Pursuant to the Asset Purchase Agreement, the parties have also agreed to modify the terms of the License Agreement to grant Accentia a world-wide license to the License Technology for use in the Application. Previously, the License Agreement provided for a territory consisting of the United States and the European Union only. The parties agreed that it would be mutually beneficial to extend the territory because of uncertainties in the marketplace related to the possibility of federally-sanctioned importation of prescription drugs from foreign markets into the United States.

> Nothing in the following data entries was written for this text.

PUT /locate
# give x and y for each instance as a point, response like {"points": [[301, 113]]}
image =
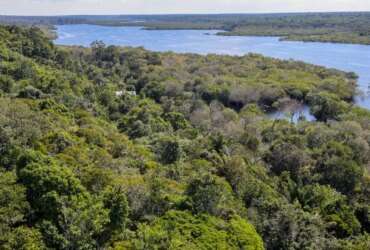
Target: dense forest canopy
{"points": [[122, 148], [340, 27]]}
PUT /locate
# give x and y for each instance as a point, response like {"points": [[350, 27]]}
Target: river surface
{"points": [[347, 57]]}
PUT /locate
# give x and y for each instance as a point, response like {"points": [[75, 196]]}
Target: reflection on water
{"points": [[347, 57]]}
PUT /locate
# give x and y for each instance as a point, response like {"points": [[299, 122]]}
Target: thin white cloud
{"points": [[58, 7]]}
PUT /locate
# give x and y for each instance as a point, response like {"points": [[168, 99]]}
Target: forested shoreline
{"points": [[335, 27], [122, 148]]}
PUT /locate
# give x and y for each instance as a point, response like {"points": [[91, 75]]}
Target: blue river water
{"points": [[347, 57]]}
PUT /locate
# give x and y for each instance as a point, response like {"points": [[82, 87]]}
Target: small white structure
{"points": [[124, 92]]}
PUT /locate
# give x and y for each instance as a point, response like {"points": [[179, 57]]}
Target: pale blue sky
{"points": [[67, 7]]}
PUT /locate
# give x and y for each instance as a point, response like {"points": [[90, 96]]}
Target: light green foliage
{"points": [[181, 230]]}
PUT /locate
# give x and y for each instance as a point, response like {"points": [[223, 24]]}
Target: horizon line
{"points": [[201, 13]]}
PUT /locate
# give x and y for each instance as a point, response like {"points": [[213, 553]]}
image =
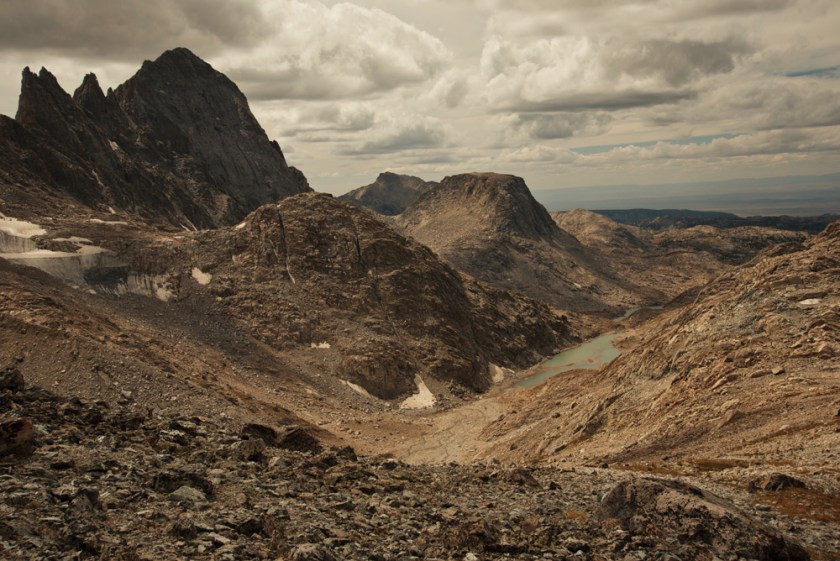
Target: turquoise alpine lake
{"points": [[595, 353]]}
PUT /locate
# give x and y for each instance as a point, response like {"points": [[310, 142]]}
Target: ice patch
{"points": [[201, 277], [423, 399]]}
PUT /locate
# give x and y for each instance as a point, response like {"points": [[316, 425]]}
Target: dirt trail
{"points": [[454, 435]]}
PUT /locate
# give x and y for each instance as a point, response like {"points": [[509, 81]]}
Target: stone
{"points": [[11, 379], [249, 450], [775, 482], [188, 495], [697, 515], [313, 552], [16, 436]]}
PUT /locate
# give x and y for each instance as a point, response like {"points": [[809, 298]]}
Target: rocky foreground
{"points": [[84, 480]]}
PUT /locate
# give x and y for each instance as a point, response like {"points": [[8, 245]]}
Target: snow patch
{"points": [[498, 373], [423, 399], [19, 228], [158, 286], [358, 389], [201, 277], [110, 223]]}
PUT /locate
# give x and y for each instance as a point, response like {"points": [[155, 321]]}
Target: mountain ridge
{"points": [[174, 144]]}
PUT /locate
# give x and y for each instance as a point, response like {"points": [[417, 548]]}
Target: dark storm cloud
{"points": [[125, 28]]}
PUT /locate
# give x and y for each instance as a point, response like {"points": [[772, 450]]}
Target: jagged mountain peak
{"points": [[176, 143]]}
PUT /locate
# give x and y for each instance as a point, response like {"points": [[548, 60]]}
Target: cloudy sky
{"points": [[562, 92]]}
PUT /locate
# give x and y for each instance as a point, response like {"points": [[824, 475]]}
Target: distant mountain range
{"points": [[796, 195]]}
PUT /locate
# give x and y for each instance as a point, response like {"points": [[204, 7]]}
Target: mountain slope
{"points": [[750, 370], [390, 194], [489, 226], [327, 287], [176, 144], [671, 261]]}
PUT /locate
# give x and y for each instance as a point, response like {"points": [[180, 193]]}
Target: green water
{"points": [[595, 353]]}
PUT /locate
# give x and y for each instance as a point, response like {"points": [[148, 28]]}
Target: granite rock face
{"points": [[490, 226], [174, 144], [312, 270], [390, 194]]}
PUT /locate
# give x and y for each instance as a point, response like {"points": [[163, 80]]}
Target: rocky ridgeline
{"points": [[747, 370], [491, 227], [175, 144], [672, 261], [312, 270], [101, 481], [390, 194]]}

BioDelivery Sciences International, Inc. is a biotechnology company that is developing and seeking to commercialize patented and licensed delivery technologies for pharmaceuticals, vaccines, over-the-counter drugs, nutraceuticals and micronutrients. The company’s technologies include: (i) the patented Bioral nanocochleate technology, designed for a potentially broad base of applications, and (ii) the patented BEMA (buccal or mouth) drug delivery technology being developed by the company’s Arius Pharmaceuticals subsidiary with a focus on “acute” treatment opportunities for surgical and oncology patients.

 

Note: Except for the historical information contained herein, this press release contains, among other things, certain forward-looking statements, within the meaning of the Private Securities Litigation Reform Act of 1995, that involve risks and uncertainties. Such statement may include, without limitation, statements with respect to the Company’s plans, objectives, expectations and intentions and other statements identified by words such as “may”, “could”, “would”, “should”, “believes”, “expects”, “anticipates”, “estimates”, “intends”, “plans” or similar expressions. These statements are based upon the current beliefs and expectations of the Company’s management and are subject to significant risks and uncertainties, including those detailed in the Company’s filings with the Securities and Exchange Commission. Actual results may differ from those set forth in the forward-looking statements. These forward-looking statements involve certain risks and uncertainties that are subject to change based on various factors (many of which are beyond the Company’s control).

 

L.G. Zangani, LLC provides financial public relations service to the Company. As such L.G. Zangani, LLC and/or its officers, agents and employees, receives remuneration for public relations and or other services in the form of monies, capital stock in the Company, warrants or options to purchase capital in the Company.